Recent economic data however remains mixed with the Bank likely to remain on the sidelines until a clear trend in economic activity emerges – particularly in regard to unemployment.
Employment growth remains weak particularly in New South Wales and Victoria with unemployment rates expected rise in those states over the near-term.
Inflation is also on the rise again which will be exacerbated by a lower dollar which is expected to continue its recent downward trajectory, particularly as the US economy strengthens.
Low interest rates continue to have a stimulatory effect on the housing market. Home building approvals increased over November although much of the rise was again for apartments in Sydney and Melbourne.
Increased competition for market share between banks continues to push down already low mortgage rates with home buyer activity strengthening as a consequence. All capital city markets reported a rise in median house prices over the December quarter for the first time in four years with prices growth in the Sydney market approaching record levels.

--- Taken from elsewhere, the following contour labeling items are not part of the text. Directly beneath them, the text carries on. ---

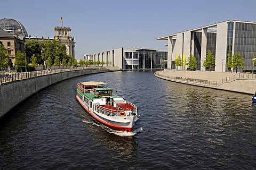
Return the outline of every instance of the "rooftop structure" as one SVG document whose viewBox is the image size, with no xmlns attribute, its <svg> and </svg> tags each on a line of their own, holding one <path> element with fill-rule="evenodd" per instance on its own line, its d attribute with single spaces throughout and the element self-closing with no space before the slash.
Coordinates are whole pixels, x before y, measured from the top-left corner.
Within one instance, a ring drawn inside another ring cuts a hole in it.
<svg viewBox="0 0 256 170">
<path fill-rule="evenodd" d="M 15 19 L 5 18 L 0 19 L 0 28 L 12 33 L 22 35 L 28 37 L 28 32 L 21 23 Z"/>
</svg>

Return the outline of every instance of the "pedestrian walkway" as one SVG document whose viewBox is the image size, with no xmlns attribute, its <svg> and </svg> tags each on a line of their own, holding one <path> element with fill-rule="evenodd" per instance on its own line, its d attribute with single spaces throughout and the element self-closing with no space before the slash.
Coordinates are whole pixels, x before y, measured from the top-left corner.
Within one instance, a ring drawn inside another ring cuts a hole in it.
<svg viewBox="0 0 256 170">
<path fill-rule="evenodd" d="M 164 70 L 161 74 L 173 76 L 179 76 L 183 78 L 197 79 L 207 80 L 211 81 L 219 82 L 227 77 L 232 77 L 234 75 L 239 74 L 236 72 L 219 72 L 215 71 L 187 71 L 175 70 Z"/>
<path fill-rule="evenodd" d="M 165 69 L 155 73 L 169 81 L 227 91 L 253 94 L 256 90 L 256 74 Z"/>
</svg>

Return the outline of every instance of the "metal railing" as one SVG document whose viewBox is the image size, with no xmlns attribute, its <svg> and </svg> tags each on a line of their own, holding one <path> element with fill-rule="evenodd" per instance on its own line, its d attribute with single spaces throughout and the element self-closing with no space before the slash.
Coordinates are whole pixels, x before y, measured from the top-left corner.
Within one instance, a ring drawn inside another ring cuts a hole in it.
<svg viewBox="0 0 256 170">
<path fill-rule="evenodd" d="M 226 82 L 230 82 L 235 80 L 237 79 L 255 79 L 256 80 L 256 74 L 250 74 L 250 73 L 238 73 L 237 74 L 234 75 L 232 76 L 226 77 L 221 79 L 221 80 L 217 81 L 209 81 L 203 79 L 188 79 L 188 78 L 182 78 L 182 77 L 171 76 L 169 75 L 161 74 L 159 72 L 155 72 L 155 74 L 163 78 L 167 78 L 169 79 L 175 80 L 176 81 L 181 81 L 192 82 L 194 83 L 198 83 L 205 85 L 210 85 L 218 86 L 222 83 Z"/>
<path fill-rule="evenodd" d="M 41 70 L 36 71 L 29 72 L 22 72 L 22 73 L 13 73 L 11 75 L 5 75 L 4 74 L 0 74 L 0 83 L 4 83 L 10 81 L 22 80 L 25 79 L 29 79 L 31 78 L 35 78 L 36 76 L 42 76 L 45 75 L 48 75 L 51 74 L 55 74 L 64 72 L 73 71 L 75 70 L 109 70 L 109 69 L 106 69 L 105 67 L 77 67 L 76 68 L 70 68 L 70 69 L 54 69 L 51 70 Z"/>
</svg>

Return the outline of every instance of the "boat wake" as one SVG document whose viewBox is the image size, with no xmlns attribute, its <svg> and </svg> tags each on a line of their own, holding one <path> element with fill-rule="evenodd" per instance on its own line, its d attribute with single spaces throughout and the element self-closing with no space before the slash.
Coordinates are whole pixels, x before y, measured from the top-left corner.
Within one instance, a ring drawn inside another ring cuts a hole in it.
<svg viewBox="0 0 256 170">
<path fill-rule="evenodd" d="M 131 132 L 129 132 L 126 131 L 122 132 L 119 131 L 116 131 L 111 129 L 109 129 L 109 130 L 108 131 L 108 132 L 110 133 L 114 133 L 115 135 L 121 136 L 121 137 L 131 137 L 131 136 L 133 136 L 136 134 L 137 134 L 138 133 L 142 131 L 143 131 L 142 127 L 140 127 L 136 129 L 133 130 Z"/>
<path fill-rule="evenodd" d="M 103 129 L 104 129 L 105 130 L 106 130 L 106 131 L 107 131 L 108 132 L 109 132 L 110 133 L 113 133 L 113 134 L 115 134 L 115 135 L 121 136 L 121 137 L 133 136 L 133 135 L 135 135 L 136 134 L 137 134 L 138 133 L 139 133 L 139 132 L 142 132 L 143 131 L 143 128 L 141 126 L 141 127 L 139 127 L 137 129 L 133 129 L 131 132 L 126 132 L 126 131 L 122 132 L 122 131 L 117 131 L 117 130 L 115 130 L 114 129 L 110 129 L 110 128 L 108 128 L 108 126 L 105 126 L 105 125 L 104 125 L 103 124 L 97 124 L 95 122 L 90 122 L 90 121 L 86 121 L 85 120 L 82 120 L 82 121 L 83 121 L 83 122 L 85 123 L 91 124 L 92 125 L 96 125 L 98 127 L 101 127 Z"/>
</svg>

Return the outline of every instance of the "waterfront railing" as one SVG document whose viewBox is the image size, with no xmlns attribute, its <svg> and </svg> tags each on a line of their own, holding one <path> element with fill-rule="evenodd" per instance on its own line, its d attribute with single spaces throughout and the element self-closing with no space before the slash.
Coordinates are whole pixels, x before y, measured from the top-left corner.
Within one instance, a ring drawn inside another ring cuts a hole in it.
<svg viewBox="0 0 256 170">
<path fill-rule="evenodd" d="M 54 69 L 54 70 L 41 70 L 36 71 L 33 72 L 27 72 L 21 73 L 12 73 L 11 75 L 9 75 L 9 73 L 7 75 L 4 74 L 0 74 L 0 83 L 3 83 L 8 82 L 10 81 L 20 80 L 25 79 L 29 79 L 31 78 L 35 78 L 36 76 L 42 76 L 45 75 L 48 75 L 51 74 L 55 74 L 64 72 L 73 71 L 76 70 L 109 70 L 109 69 L 101 67 L 77 67 L 76 68 L 69 68 L 69 69 Z"/>
<path fill-rule="evenodd" d="M 222 79 L 220 81 L 210 81 L 207 80 L 191 79 L 191 78 L 182 78 L 180 76 L 171 76 L 170 75 L 162 74 L 161 73 L 161 72 L 156 72 L 155 74 L 159 76 L 161 76 L 161 77 L 169 79 L 172 79 L 177 81 L 185 81 L 185 82 L 188 82 L 189 83 L 194 83 L 214 86 L 218 86 L 224 83 L 230 82 L 237 79 L 239 79 L 239 80 L 241 80 L 241 79 L 255 80 L 256 79 L 256 74 L 250 74 L 250 73 L 238 73 L 237 74 L 234 75 L 232 76 L 226 77 L 225 78 Z"/>
</svg>

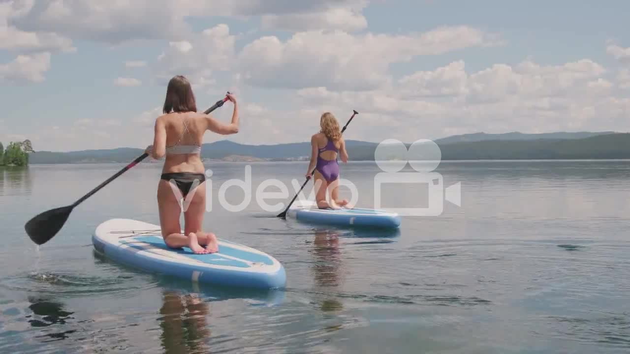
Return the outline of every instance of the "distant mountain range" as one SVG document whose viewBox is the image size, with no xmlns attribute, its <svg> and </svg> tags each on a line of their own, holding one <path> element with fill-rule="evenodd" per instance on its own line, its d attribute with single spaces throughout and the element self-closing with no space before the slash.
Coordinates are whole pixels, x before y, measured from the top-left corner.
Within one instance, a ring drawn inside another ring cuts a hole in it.
<svg viewBox="0 0 630 354">
<path fill-rule="evenodd" d="M 518 132 L 503 134 L 475 133 L 437 139 L 443 160 L 630 158 L 630 134 L 614 132 Z M 352 160 L 372 161 L 377 143 L 346 140 Z M 409 144 L 406 144 L 409 146 Z M 309 142 L 248 145 L 221 140 L 202 146 L 205 159 L 220 161 L 295 161 L 308 158 Z M 142 153 L 142 149 L 121 147 L 70 152 L 37 151 L 31 164 L 124 163 Z"/>
</svg>

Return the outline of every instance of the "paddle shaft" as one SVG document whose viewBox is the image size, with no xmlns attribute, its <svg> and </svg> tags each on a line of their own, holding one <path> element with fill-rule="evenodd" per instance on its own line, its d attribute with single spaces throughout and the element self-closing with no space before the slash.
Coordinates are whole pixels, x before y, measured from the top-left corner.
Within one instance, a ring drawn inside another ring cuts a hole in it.
<svg viewBox="0 0 630 354">
<path fill-rule="evenodd" d="M 228 91 L 227 93 L 229 94 L 230 93 Z M 223 100 L 220 100 L 219 101 L 217 101 L 217 103 L 215 103 L 212 107 L 210 107 L 210 108 L 208 108 L 207 110 L 206 110 L 205 111 L 204 111 L 203 113 L 204 114 L 208 114 L 208 113 L 209 113 L 210 112 L 211 112 L 211 111 L 214 111 L 214 110 L 216 110 L 219 107 L 220 107 L 221 106 L 222 106 L 223 104 L 225 103 L 226 101 L 227 101 L 227 97 L 226 97 Z M 131 163 L 130 163 L 129 164 L 128 164 L 128 165 L 125 166 L 125 167 L 123 167 L 120 171 L 118 171 L 118 172 L 117 172 L 115 174 L 114 174 L 112 177 L 110 177 L 109 178 L 108 178 L 105 182 L 103 182 L 102 183 L 101 183 L 100 185 L 99 185 L 98 186 L 97 186 L 96 188 L 94 188 L 93 190 L 89 191 L 89 192 L 88 193 L 88 194 L 84 195 L 80 199 L 79 199 L 78 200 L 77 200 L 76 202 L 75 202 L 72 205 L 72 207 L 74 208 L 75 207 L 76 207 L 79 204 L 81 204 L 81 203 L 83 203 L 84 200 L 85 200 L 86 199 L 87 199 L 87 198 L 89 198 L 90 197 L 91 197 L 92 195 L 93 195 L 94 193 L 95 193 L 97 191 L 98 191 L 101 188 L 102 188 L 103 187 L 104 187 L 106 185 L 107 185 L 110 182 L 111 182 L 112 181 L 113 181 L 114 180 L 115 180 L 116 178 L 117 178 L 119 176 L 120 176 L 123 173 L 127 172 L 127 171 L 128 169 L 129 169 L 130 168 L 131 168 L 134 167 L 134 166 L 138 164 L 138 163 L 140 161 L 142 161 L 142 160 L 144 160 L 144 159 L 146 159 L 147 157 L 147 156 L 149 156 L 149 154 L 147 154 L 146 152 L 145 152 L 145 153 L 142 154 L 142 155 L 140 155 L 140 156 L 139 156 L 138 157 L 137 157 L 135 160 L 134 160 L 133 161 L 132 161 Z"/>
<path fill-rule="evenodd" d="M 350 123 L 350 122 L 352 122 L 352 118 L 354 118 L 354 116 L 356 115 L 357 115 L 357 114 L 358 114 L 358 112 L 357 112 L 357 111 L 354 111 L 354 110 L 353 111 L 352 117 L 351 117 L 350 118 L 349 120 L 348 120 L 348 122 L 346 123 L 346 125 L 344 125 L 343 128 L 341 129 L 341 134 L 343 134 L 343 132 L 345 131 L 346 128 L 348 127 L 348 125 Z M 313 170 L 312 171 L 311 171 L 311 176 L 312 176 L 314 174 L 315 174 L 315 169 L 313 169 Z M 306 183 L 307 183 L 309 182 L 309 180 L 310 180 L 310 179 L 311 179 L 310 178 L 307 178 L 306 180 L 304 181 L 304 183 L 302 183 L 302 187 L 301 187 L 300 188 L 300 190 L 299 190 L 297 191 L 297 193 L 295 193 L 295 197 L 294 197 L 293 199 L 291 200 L 291 202 L 289 203 L 289 205 L 287 206 L 287 208 L 285 209 L 284 212 L 282 212 L 282 213 L 280 213 L 277 216 L 280 217 L 284 217 L 286 216 L 287 212 L 289 210 L 289 208 L 290 207 L 291 207 L 291 205 L 292 205 L 293 202 L 295 201 L 295 199 L 297 198 L 297 196 L 299 195 L 300 192 L 302 191 L 302 190 L 304 189 L 304 186 L 306 185 Z"/>
</svg>

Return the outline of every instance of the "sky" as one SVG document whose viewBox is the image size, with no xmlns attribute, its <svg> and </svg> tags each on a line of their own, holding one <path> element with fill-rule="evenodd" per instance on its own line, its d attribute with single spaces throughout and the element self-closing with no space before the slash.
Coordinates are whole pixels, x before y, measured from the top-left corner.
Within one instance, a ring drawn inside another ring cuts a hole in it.
<svg viewBox="0 0 630 354">
<path fill-rule="evenodd" d="M 0 0 L 0 142 L 142 147 L 166 84 L 233 93 L 238 134 L 308 141 L 630 131 L 630 2 Z M 625 23 L 625 25 L 624 25 Z M 228 103 L 212 113 L 229 122 Z"/>
</svg>

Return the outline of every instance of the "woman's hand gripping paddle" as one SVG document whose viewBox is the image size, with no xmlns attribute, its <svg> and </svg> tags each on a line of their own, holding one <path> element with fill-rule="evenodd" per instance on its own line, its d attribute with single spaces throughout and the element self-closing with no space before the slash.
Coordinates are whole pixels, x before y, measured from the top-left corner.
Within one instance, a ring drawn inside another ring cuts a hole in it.
<svg viewBox="0 0 630 354">
<path fill-rule="evenodd" d="M 354 116 L 358 114 L 358 112 L 357 112 L 357 111 L 355 111 L 354 110 L 352 110 L 352 111 L 353 112 L 352 113 L 352 117 L 350 117 L 350 118 L 348 120 L 348 122 L 346 123 L 346 125 L 344 125 L 343 128 L 341 129 L 341 134 L 343 134 L 344 130 L 346 130 L 346 128 L 348 127 L 348 125 L 350 123 L 350 122 L 352 122 L 352 118 L 354 118 Z M 312 171 L 311 171 L 311 176 L 312 176 L 314 173 L 315 173 L 315 169 L 314 169 Z M 306 180 L 304 181 L 304 183 L 302 183 L 302 187 L 300 188 L 300 190 L 298 191 L 297 193 L 295 193 L 295 196 L 294 197 L 293 199 L 291 200 L 291 202 L 289 203 L 289 205 L 287 206 L 287 208 L 285 209 L 284 212 L 282 212 L 280 214 L 277 215 L 276 215 L 277 217 L 282 217 L 282 219 L 287 219 L 287 212 L 289 211 L 289 208 L 291 207 L 291 205 L 293 204 L 293 202 L 295 201 L 295 198 L 297 198 L 297 196 L 300 194 L 300 192 L 302 191 L 302 190 L 304 189 L 304 186 L 306 185 L 306 183 L 308 183 L 309 180 L 310 180 L 310 179 L 311 179 L 310 177 L 308 178 L 307 178 Z"/>
<path fill-rule="evenodd" d="M 228 92 L 227 93 L 229 94 L 230 93 Z M 227 97 L 226 96 L 223 100 L 217 101 L 214 105 L 206 110 L 203 113 L 205 114 L 209 113 L 210 112 L 222 106 L 223 104 L 227 101 Z M 105 186 L 106 185 L 112 181 L 113 181 L 118 176 L 120 176 L 128 169 L 137 164 L 138 163 L 144 160 L 149 155 L 147 154 L 146 152 L 142 154 L 141 156 L 132 161 L 131 163 L 125 166 L 122 168 L 122 169 L 116 173 L 116 174 L 112 177 L 108 178 L 106 181 L 101 183 L 96 188 L 91 190 L 88 194 L 82 197 L 73 204 L 67 207 L 50 209 L 50 210 L 35 216 L 33 219 L 29 220 L 28 222 L 24 226 L 24 229 L 26 230 L 26 234 L 28 234 L 28 237 L 33 240 L 33 242 L 37 244 L 43 244 L 48 242 L 49 240 L 54 237 L 54 236 L 56 235 L 57 233 L 59 232 L 59 230 L 60 230 L 64 226 L 64 224 L 66 224 L 66 221 L 68 219 L 68 217 L 70 216 L 70 213 L 72 212 L 72 209 L 74 209 L 75 207 L 81 203 L 86 199 L 91 197 L 93 194 L 98 191 L 99 190 Z"/>
</svg>

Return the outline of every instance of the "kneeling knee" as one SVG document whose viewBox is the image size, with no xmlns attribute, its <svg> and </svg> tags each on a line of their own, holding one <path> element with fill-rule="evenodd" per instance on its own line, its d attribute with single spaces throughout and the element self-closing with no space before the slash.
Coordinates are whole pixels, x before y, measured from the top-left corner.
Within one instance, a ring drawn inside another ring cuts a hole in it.
<svg viewBox="0 0 630 354">
<path fill-rule="evenodd" d="M 164 243 L 166 244 L 166 247 L 173 249 L 177 249 L 178 248 L 181 248 L 181 247 L 176 246 L 176 244 L 173 243 L 173 242 L 171 241 L 171 239 L 169 239 L 168 237 L 164 237 Z"/>
</svg>

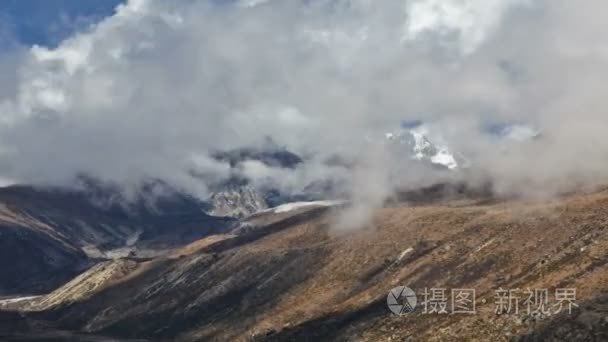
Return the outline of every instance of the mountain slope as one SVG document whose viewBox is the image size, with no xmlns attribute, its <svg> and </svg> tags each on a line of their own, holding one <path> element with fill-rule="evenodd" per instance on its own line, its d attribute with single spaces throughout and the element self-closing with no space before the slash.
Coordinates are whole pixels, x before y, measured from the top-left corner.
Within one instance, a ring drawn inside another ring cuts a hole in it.
<svg viewBox="0 0 608 342">
<path fill-rule="evenodd" d="M 194 199 L 96 203 L 98 188 L 0 189 L 0 296 L 53 290 L 98 259 L 163 253 L 233 224 Z"/>
<path fill-rule="evenodd" d="M 268 211 L 230 235 L 147 262 L 80 302 L 25 319 L 152 340 L 601 340 L 607 204 L 602 191 L 544 203 L 395 206 L 347 235 L 332 231 L 327 207 Z M 477 314 L 393 316 L 386 296 L 398 285 L 419 294 L 476 289 Z M 499 288 L 576 288 L 579 308 L 555 317 L 496 315 Z"/>
</svg>

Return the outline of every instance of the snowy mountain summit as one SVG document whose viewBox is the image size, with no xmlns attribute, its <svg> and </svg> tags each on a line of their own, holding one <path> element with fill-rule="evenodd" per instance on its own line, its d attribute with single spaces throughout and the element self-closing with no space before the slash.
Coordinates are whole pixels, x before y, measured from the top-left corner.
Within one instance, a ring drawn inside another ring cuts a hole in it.
<svg viewBox="0 0 608 342">
<path fill-rule="evenodd" d="M 404 122 L 400 130 L 386 133 L 385 137 L 389 142 L 407 146 L 414 160 L 427 161 L 450 170 L 459 167 L 456 156 L 447 145 L 438 138 L 432 141 L 429 128 L 420 121 Z"/>
</svg>

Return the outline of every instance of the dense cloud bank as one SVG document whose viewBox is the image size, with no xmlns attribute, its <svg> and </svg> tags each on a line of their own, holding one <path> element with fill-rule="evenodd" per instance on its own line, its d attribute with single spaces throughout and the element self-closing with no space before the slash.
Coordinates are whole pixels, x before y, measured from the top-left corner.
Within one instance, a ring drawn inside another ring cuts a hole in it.
<svg viewBox="0 0 608 342">
<path fill-rule="evenodd" d="M 271 137 L 304 162 L 238 172 L 288 191 L 346 179 L 375 203 L 446 177 L 375 140 L 420 120 L 467 157 L 458 177 L 471 182 L 533 194 L 604 182 L 606 10 L 600 0 L 130 0 L 57 48 L 0 55 L 0 179 L 157 178 L 204 197 L 235 172 L 214 153 Z M 540 133 L 504 139 L 496 125 Z M 355 167 L 327 162 L 336 156 Z"/>
</svg>

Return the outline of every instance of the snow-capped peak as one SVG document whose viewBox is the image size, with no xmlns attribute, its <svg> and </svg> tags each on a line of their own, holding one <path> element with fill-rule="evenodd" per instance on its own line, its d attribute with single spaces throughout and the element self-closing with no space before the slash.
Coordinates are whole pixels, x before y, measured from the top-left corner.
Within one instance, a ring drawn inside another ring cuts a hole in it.
<svg viewBox="0 0 608 342">
<path fill-rule="evenodd" d="M 419 124 L 415 127 L 401 128 L 395 133 L 386 133 L 385 137 L 389 141 L 408 146 L 411 149 L 412 159 L 426 160 L 450 170 L 456 169 L 458 162 L 450 149 L 440 141 L 441 139 L 435 139 L 436 142 L 431 141 L 429 135 L 429 128 Z"/>
</svg>

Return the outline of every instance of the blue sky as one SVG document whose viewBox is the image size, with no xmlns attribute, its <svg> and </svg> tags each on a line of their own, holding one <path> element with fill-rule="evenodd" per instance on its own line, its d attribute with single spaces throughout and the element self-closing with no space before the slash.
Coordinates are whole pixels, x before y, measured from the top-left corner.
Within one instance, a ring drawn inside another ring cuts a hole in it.
<svg viewBox="0 0 608 342">
<path fill-rule="evenodd" d="M 0 48 L 56 46 L 74 31 L 111 15 L 124 0 L 1 0 Z"/>
</svg>

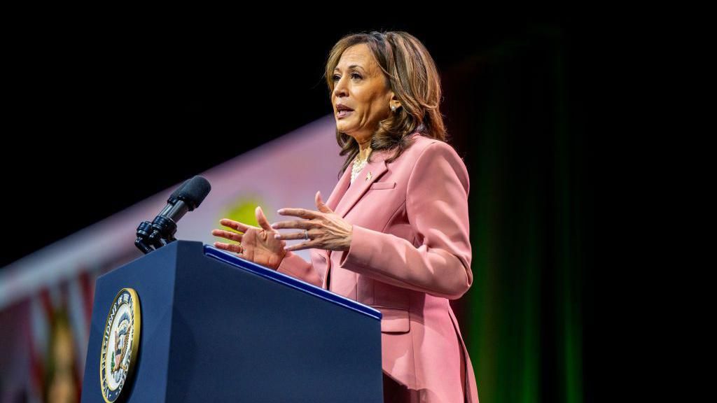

“The Reserve Bank has as expected decided to leave interest rates on hold at its first meeting for 2014. Recent economic data remains conflicting for interest rate policy with weak employment growth offset by a falling dollar and rising inflation. The Bank will also be aware of strengthening housing market activity, particularly in Sydney where prices growth has approached record levels.
Rising unemployment will be the catalyst for any future cut in interest rates although this is unlikely in the near-term as the bank awaits a clearer picture of the nature of current and prospective economic activity as relevant data emerges”, says Dr Andrew Wilson Senior Economist for Australian Property Monitors.